Greg Finstad and his crew with the University of Alaska’s Reindeer Research Project had endured a rough day on Alaska’s Seward Peninsula, driving 65 bumpy miles to the village of Teller only to find the wind blowing so hard that they couldn’t launch a boat on Grantley Harbor to help out a reindeer herder.

A guest at the Reindeer House, I told Greg about a weather station we had installed on top of Teller’s school as part of the Arctic Climate Modeling Program. The station was broadcasting weather information to the Internet, and showed the current Teller wind speed was 24 miles per hour with gusts to 41.

Finstad bookmarked the Teller weather station on his laptop, and I felt a bolt of satisfaction. Here, a researcher in the field was using one of the weather stations installed by our crew from the Geophysical Institute, and he’d check the wind speed with it the next day to see if he and his crew would make the drive back to Teller.

For a few weeks in June and July, I traveled with Dave Atkinson of the International Arctic Research Center and Ed Plumb of the National Weather Service to villages on the Seward Peninsula, the nose of Alaska that juts westward into the Bering Sea. The few dozen villages that hug the coast of the peninsula take a pounding from storm systems that spin through the Bering Strait. Sea ice that forms on the ocean acts like a protective cap during some winter storms, but the ice has been less dependable in recent years, leaving some villages like Shishmaref exposed to storm surges that eat at its sandy coastline.

My boss, Kathy Berry Bertram, wrote a grant funded by the National Science Foundation to give life to the Arctic Climate Modeling Program that involves the 15 schools in the Bering Strait School District. Teachers from St. Michael to Shishmaref will get training and curriculum from the program, and students and teachers will use real-time weather information from Davis weather stations we are installing on or near village schools. Finstad used information from the one Atkinson and I installed on Teller school. Plumb and his colleagues at the National Weather Service are interested in getting all the schools’ weather stations on the Internet to help with forecasting; some of the villages have automated weather stations, but the Weather Service has some holes we might be able to help fill, such as in White Mountain and Elim.

We’ve had a fun time installing the stations, getting a tour of the shifting sands of Shishmaref from teacher Ken Stenek, hiking the Continental Divide near Wales after an install, seeing a group of villagers slice up a 54-foot bowhead whale in Savoonga, and having a nice caribou dinner with teacher Jack Adams in White Mountain.

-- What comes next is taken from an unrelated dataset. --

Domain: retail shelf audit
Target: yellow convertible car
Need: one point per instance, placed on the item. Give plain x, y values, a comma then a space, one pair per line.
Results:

Hopefully by the end of this summer we’ll have weather stations installed in all the schools on the peninsula (and on St. Lawrence Island), and when all the science teachers get back this fall they’ll be able to use the stations with their students. As a bonus, we hope to get all the weather stations on the Web, and people like Greg Finstad can use them to get the current weather not only in Teller, but also in Koyuk, Shaktoolik, Elim, White Mountain, Wales, Shishmaref, Unalakleet, Golovin, St. Michael, Stebbins, Brevig Mission, Savoonga and Gambell.